6. Par son jugement du 12 juin 2018, le tribunal administratif de la Guadeloupe, saisi par la commune de Petit-Canal, a, après avoir écarté les autres moyens, considéré que le préfet avait omis de recueillir l’avis favorable du conseil régional avant de prendre l’arrêté du 15 décembre 2016. Il a alors, en application du 1° du I de l’article L. 181-18 du code de l’environnement, prononcé l’annulation de la seule phase d’instruction de la demande de la société Quadran visée au 3° de l’article L. 181-9 du code de l’environnement et a enjoint au préfet de reprendre l’instruction de la demande à cette phase. Après avoir recueilli l’avis favorable du conseil régional, émis le 24 février 2017, le préfet a pris une nouvelle décision, par arrêté du 11 septembre 2018, qui ne porte que sur ce seul élément. La commune de Petit-Canal, qui n’a pas fait appel du jugement du tribunal administratif de la Guadeloupe du 12 juin 2018, demande dans la présente instance, dont le dossier a été transmis à la cour en application de l’article R. 311-5 du code de justice administrative, l’annulation de l’arrêté préfectoral du 11 septembre 2018.
7. En premier lieu, eu égard à ce qui a été dit au point 5 ci-dessus, la commune de Petit-Canal ne peut utilement invoquer à l’encontre de l’arrêté du 11 septembre 2018 ni des moyens relatifs aux phases d’instruction visées au 1° et 2° de l’article L. 181-9 du code de l’environnement, ni des moyens de légalité interne définitivement écartés par le tribunal administratif de la Guadeloupe dans son jugement du 12 juin 2018.
8. En second lieu, la circonstance que le permis de construire délivré à la société Quadran pour la réalisation du projet en litige a été transféré à une autre société le 30 octobre 2017 est, par elle-même, sans incidence sur la légalité de l’arrêté attaqué dans la présente instance.

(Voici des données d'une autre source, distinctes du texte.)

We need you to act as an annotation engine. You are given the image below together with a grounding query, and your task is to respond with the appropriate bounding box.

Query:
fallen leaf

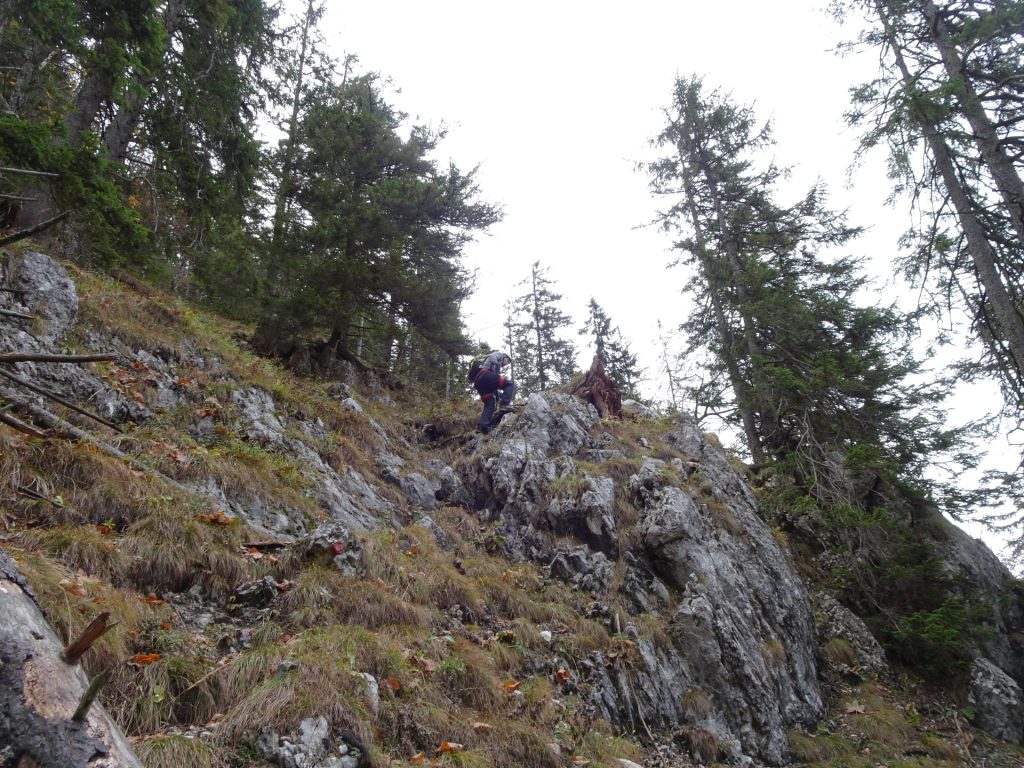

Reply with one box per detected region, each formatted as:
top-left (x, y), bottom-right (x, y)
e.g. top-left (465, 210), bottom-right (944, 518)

top-left (58, 578), bottom-right (87, 597)
top-left (554, 668), bottom-right (571, 684)
top-left (500, 679), bottom-right (522, 692)
top-left (130, 652), bottom-right (162, 665)
top-left (383, 677), bottom-right (401, 693)
top-left (415, 656), bottom-right (438, 673)
top-left (435, 741), bottom-right (464, 754)
top-left (845, 700), bottom-right (866, 715)
top-left (144, 593), bottom-right (167, 606)
top-left (409, 753), bottom-right (425, 765)
top-left (95, 523), bottom-right (114, 536)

9. Il résulte de tout ce qui précède, sans qu’il soit besoin d’examiner les fins de non recevoir opposées en défense, que la commune de Petit-Canal n’est pas fondée à demander l’annulation de l’arrêté du préfet de la Guadeloupe du 11 septembre 2018.
Sur les conclusions tendant à l’application de l’article L. 761-1 du code de justice administrative :
10. Les dispositions de l’article L. 761-1 du code de justice administrative font obstacle à ce que soit mise à la charge de l’Etat, qui n’est pas la partie perdante dans la présente instance, la somme que demande la commune de Petit-Canal au titre des frais exposés par elle et non compris dans les dépens. En revanche, il y a lieu de mettre à la charge de la commune de Petit Canal une somme de 1 500 euros à verser à la société Quadran en application de ces mêmes dispositions.
DECIDE :
Article 1er : La requête de la commune de Petit-Canal est rejetée.
Article 2 : La commune de Petit-Canal versera à la société Quadran une somme de 1 500 euros en application de l’article L. 761-1 du code de justice administrative.